Monday, August 27, 2007

"I Found the Moon"

My granddaughter, Sofia, with the help of her mother, called me excitedly tonight on the cell phone from her home in Washington, DC. "I found the moon Grandpa! And it's right outside my window. We don't have to chase it in the car!"

Four weeks earlier, she and her mother--my beautiful daughter Mishi--had visited my me and my wife in Pacific Palisades, California, for their once a year July/August vacation.

One night during their two week vacation, as our family was driving back home from Santa Monica, Sofia had seen from the car window the nighttime moon, high in the Los Angeles sky. It was round and white, and it seemed to hold a particular fascination for her. Sofia is three and a half years of age, and I suppose all the world is wondrous and mysterious at that age, new and discoverable daily.

The next night, while sitting around the house after dinner, Sofia looked out the window to find the moon; but the moon wasn't visible in the sky. We live behind the hillside. She was disappointed. She wanted to see the moon again. I told her to finish her ice cream and we would get in the car and 'chase the moon'. We'd find it, I assured her. It was somewhere. Her eyes lit up.

We put on our slippers, I got the keys to the car from my pants pocket upstairs, and in our pajamas we went to the car. We drove a short distance, up the hill, overlooking the high school...and there it was. The beautiful full moon again, white in the distant sky.

Sofia was delighted. Her smile lit up the car like the moon lit up the nighttime sky.

The next night, at home, Sofia looked out the window again. But once again, the moon was not to be seen. Sofia was undaunted; and determined. "We've got to go in the car and chase the moon Grandpa!!" she emphasised. So we got in the car again, drove up the the hill again, to the same spot as the previous night, overlooking the high school. But this time: no moon; I had forgotten it was it was earlier in the evening than it had been last night. The moon had not risen yet above our horizon. "Its not there" she said. She was so disappointed. I was crushed. I said, "We'll have to chase it some more." So we drove rapidly across the village center to the road leading up the hill to Will Roger's State Park. we ascended the crest of the higher hill...there it was, the moon. "The moon, Grandpa!" she screamed. The smile across her face was worth a thousand journeys across a million villages in all the world.

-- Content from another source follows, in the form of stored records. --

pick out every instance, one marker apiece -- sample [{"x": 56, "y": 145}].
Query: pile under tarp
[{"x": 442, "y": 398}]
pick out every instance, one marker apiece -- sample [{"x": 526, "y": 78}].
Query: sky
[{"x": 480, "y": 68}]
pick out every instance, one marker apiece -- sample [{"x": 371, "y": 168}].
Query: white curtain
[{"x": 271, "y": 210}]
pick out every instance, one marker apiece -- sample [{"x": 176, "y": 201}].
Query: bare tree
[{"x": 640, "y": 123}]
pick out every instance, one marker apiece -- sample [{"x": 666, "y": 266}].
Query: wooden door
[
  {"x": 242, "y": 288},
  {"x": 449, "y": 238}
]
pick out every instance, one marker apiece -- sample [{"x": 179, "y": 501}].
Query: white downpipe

Sofia is, as I said, is only three and a half years of age, and many, many, new things are entering her consciousness every hour of every day. The world...and especially a cross-continent visit to Gammy's and Grandpa's...were filled with many daily new things: the wave-breaking ocean, sandcastles in the sand, Rustic Canyon swimming pool, Santa Monica pier and its Merry-Go-Round. For the rest of her visit, she never spoke of the moon again.

A week later she was gone. A huge hole appeared in our hearts.

Three days later she called. She told Grammy how glad she was to be back in Washington, at home, with her beloved 'Papi', with her dolls and her friends in the park. She listed the friends by names: Anya, Norma, Carmen and Josey. At the end of the conversation, just before hanging up, she said: "Don't you and Grandpa forget me."

When I got home that night, when my wife told me about Sofia's worry about our forgetting her, my heart skipped a beat. The opposite was more the case. What if we died soon? Would she forget us?

Tonight, when her call came, telling us she had found the moon again, I stopped worrying. It seems memories, deep in the heart, like moons far in the sky, may last forever.